It's 2:20 in the morning and I can't sleep, even though the honking has stopped.
All afternoon and into the evening, Delhites have been erupting in spontaneous bouts of cheering, glued to the India-Sri Lanka cricket match.
It started for us this morning on our way to Qutub Minar (amazing, by the way, sort of the love child of the Alhambra and ... um... Toronto's CN Tower. Yeah, that's it.), when our tuk tuk driver asked us something. I don't think he spoke English, but anyway, I couldn't tell if what he was saying to us was in English or Hindi. I meant to learn a little more Hindi before we left but didn't have time and so stepped on the plane knowing just "namaste" (which I already knew anyway) and "dhanyavad" (thanks). We managed to pick out "Sri Lanka" and "match," so we finally figured out he was asking us if we were planning to follow the game.
Well, no. I don't get cricket. It's not just because I'm a Yank and we're all self-absorbed with our own sports. No, I just don't get sports in general. When I was a kid, quiet afternoons would be shattered with my dad's bellows as someone did something unimportant on TV. I found it startling and unsettling,like walking in on your grandmother when she's topless.
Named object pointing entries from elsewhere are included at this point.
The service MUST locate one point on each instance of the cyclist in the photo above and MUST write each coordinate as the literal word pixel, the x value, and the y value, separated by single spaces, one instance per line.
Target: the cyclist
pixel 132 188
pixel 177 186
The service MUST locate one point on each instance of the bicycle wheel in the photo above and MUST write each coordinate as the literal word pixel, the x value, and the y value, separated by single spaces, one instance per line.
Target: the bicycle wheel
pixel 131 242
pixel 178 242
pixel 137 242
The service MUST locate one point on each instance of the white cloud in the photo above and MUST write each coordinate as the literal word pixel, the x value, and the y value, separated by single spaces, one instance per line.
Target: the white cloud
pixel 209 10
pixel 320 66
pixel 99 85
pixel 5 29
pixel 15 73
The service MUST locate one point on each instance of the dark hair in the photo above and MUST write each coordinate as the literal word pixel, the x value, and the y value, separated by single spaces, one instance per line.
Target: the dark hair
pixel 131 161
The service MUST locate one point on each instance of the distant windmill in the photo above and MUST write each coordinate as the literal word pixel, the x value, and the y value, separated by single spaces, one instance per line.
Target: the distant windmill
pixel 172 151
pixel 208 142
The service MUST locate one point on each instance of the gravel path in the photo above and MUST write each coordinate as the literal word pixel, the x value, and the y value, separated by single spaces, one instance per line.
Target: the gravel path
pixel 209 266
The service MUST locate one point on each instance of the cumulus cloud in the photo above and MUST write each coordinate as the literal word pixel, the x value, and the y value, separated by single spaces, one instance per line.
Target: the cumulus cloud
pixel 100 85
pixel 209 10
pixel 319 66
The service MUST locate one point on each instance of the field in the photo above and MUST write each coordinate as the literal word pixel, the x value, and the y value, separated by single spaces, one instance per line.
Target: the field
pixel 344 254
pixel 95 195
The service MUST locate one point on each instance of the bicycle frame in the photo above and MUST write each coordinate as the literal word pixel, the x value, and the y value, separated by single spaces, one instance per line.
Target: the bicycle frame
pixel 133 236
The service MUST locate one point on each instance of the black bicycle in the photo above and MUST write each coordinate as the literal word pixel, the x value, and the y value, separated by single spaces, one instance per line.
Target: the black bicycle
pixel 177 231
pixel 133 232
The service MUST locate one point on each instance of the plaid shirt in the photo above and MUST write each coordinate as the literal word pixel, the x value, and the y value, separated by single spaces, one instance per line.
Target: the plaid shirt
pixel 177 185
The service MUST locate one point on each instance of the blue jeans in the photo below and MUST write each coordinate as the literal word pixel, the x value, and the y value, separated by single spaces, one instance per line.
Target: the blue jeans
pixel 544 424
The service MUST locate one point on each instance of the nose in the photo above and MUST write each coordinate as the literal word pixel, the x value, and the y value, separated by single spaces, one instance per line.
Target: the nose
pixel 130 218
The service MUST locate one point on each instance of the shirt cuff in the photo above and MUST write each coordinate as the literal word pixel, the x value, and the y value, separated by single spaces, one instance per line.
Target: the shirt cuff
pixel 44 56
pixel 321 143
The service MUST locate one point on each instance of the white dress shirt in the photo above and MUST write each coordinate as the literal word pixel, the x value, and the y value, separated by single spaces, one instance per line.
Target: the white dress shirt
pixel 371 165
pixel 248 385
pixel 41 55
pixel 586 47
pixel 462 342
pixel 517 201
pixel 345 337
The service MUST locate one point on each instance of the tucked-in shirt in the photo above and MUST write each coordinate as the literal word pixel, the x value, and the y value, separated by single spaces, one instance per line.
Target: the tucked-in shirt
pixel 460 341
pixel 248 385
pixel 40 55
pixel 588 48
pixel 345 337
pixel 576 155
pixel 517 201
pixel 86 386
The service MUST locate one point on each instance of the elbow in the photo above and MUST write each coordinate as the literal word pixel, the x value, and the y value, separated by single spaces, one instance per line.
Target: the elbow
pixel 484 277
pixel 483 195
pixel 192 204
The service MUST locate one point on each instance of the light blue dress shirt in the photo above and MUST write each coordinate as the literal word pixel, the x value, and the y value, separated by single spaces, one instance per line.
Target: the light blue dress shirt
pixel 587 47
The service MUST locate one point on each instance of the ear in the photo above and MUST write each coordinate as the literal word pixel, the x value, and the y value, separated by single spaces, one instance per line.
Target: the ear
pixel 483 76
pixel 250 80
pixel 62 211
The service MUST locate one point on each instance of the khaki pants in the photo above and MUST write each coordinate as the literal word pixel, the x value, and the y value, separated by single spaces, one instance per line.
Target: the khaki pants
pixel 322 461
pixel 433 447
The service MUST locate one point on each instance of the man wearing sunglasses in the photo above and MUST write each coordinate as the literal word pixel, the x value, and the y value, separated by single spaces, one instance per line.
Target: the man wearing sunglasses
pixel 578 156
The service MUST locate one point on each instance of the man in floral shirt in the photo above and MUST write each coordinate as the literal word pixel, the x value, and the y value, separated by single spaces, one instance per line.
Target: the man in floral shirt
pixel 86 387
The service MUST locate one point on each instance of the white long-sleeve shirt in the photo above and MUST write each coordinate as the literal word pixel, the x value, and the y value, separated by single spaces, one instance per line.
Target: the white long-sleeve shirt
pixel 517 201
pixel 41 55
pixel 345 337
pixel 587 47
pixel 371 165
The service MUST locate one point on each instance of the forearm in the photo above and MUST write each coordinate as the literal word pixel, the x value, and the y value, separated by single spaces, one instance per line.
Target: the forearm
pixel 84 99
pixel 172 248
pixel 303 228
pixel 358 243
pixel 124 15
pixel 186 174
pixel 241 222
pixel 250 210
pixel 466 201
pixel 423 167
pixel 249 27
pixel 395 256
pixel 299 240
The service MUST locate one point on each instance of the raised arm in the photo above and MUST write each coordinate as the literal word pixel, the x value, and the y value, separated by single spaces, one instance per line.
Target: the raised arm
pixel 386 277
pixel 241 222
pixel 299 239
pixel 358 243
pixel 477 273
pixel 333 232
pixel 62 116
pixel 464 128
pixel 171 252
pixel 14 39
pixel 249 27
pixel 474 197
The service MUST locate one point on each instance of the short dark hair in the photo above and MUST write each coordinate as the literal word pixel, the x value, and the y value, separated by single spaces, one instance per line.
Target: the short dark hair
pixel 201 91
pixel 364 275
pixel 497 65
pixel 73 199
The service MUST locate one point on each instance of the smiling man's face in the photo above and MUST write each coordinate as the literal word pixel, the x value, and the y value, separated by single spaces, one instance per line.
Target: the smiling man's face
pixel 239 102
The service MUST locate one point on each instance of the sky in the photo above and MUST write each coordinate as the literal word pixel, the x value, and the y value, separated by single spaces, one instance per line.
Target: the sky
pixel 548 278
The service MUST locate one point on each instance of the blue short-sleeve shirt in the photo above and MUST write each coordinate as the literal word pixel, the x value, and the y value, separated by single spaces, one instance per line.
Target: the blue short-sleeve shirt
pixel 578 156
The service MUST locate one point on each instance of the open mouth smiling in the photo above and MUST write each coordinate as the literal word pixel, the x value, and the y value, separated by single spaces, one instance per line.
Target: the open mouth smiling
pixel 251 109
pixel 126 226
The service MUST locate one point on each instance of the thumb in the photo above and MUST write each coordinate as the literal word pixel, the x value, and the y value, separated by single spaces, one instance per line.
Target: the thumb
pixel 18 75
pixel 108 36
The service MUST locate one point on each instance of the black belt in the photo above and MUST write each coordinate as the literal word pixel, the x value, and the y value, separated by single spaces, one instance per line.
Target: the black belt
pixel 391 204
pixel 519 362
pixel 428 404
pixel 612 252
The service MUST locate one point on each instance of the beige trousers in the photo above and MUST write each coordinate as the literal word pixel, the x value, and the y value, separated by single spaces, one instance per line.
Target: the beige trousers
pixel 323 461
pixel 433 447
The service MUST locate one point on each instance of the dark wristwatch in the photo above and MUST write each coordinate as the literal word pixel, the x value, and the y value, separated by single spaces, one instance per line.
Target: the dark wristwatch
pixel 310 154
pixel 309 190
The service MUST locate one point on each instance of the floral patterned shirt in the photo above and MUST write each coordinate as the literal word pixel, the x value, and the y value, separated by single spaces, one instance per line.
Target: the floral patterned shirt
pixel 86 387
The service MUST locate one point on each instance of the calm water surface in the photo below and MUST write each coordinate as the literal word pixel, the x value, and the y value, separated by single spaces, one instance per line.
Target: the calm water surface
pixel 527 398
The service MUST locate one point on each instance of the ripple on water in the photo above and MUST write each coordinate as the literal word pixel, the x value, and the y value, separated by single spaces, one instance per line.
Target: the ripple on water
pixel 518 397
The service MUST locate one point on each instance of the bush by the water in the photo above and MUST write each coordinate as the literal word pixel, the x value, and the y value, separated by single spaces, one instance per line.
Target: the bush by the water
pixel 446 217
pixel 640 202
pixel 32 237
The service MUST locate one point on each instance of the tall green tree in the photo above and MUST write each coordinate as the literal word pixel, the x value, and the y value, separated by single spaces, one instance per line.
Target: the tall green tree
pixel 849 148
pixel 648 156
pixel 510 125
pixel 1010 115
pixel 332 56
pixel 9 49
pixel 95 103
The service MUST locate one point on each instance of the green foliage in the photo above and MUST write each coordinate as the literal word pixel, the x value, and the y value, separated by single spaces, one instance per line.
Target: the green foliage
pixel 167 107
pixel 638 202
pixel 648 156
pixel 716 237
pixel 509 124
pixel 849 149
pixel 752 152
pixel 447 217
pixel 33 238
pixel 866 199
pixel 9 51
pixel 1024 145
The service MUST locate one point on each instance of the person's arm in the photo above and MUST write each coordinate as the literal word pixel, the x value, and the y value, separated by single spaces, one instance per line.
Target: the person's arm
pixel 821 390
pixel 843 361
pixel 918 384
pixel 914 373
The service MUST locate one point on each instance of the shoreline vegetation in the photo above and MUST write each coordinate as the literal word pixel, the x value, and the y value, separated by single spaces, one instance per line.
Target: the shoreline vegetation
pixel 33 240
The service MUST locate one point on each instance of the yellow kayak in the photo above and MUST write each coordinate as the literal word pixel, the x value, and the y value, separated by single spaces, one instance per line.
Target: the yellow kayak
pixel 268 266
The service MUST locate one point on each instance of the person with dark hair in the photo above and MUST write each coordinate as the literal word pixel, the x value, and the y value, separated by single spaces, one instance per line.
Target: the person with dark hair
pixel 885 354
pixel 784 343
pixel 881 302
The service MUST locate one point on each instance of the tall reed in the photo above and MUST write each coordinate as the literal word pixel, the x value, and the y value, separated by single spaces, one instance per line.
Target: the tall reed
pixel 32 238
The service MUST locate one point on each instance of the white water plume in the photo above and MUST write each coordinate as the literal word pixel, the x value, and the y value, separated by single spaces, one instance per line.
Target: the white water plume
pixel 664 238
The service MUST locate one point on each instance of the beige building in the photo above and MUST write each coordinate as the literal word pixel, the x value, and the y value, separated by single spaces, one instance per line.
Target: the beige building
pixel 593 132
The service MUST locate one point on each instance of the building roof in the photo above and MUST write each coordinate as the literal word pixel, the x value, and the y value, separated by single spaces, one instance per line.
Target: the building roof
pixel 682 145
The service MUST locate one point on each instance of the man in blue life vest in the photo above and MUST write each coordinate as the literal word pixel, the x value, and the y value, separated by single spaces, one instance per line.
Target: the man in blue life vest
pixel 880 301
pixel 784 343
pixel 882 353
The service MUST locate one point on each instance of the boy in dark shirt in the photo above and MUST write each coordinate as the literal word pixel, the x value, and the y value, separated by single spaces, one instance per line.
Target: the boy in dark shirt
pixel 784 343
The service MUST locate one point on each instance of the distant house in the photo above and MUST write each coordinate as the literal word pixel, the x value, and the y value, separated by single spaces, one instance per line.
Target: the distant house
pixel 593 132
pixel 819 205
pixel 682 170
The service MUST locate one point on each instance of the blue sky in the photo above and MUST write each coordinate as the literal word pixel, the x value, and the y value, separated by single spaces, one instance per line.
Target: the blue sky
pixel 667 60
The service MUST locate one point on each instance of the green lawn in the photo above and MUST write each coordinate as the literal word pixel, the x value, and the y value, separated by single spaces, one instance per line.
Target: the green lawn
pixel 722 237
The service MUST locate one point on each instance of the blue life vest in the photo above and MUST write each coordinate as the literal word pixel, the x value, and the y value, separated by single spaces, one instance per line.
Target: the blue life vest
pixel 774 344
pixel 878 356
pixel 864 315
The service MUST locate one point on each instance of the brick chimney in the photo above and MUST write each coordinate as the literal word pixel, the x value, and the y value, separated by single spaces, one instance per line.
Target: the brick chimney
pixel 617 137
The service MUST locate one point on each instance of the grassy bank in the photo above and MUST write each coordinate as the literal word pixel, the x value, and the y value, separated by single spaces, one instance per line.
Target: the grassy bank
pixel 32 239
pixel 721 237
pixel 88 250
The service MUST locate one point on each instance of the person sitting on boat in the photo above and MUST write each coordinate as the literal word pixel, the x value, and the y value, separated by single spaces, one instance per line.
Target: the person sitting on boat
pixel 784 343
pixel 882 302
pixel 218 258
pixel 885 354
That's sort of what the folks here have been doing. They were doing it at the convenience store where we bought water this afternoon. They were doing it at dinner, where two screens featured the match. As we were walking out, there was an especially sustained eruption of cheers. "Did India just win?" we asked ourselves. Not yet. The win came more than an hour later, when, victims of jetlag, we were already asleep. Firecrackers, shouting, horns honking all announced it.
So now, two and a half hours after that, I'm once again a victim of jetlag, unable to fall back asleep. The crowds haven't made it to the greater Kailash area where we're staying, but I did step out for a second to try to shoot a quick video clip with my Blackberry. It was hard to tell if cars were honking to celebrate the victory or just because, well, this is Delhi and that's what cars do, but every few minutes one would speed by with two, three, four young men hanging out the windows, some waving Indian flags. As I was standing in front of the hotel, a man and woman pulled up, parked, and as they were walking in told me I should head towards India Gate, where half the city was in the streets. "Can we go to India Gate?" I asked my comatose husband when I got back inside. He's still asleep next to me as I write this. I'll take that as a "no."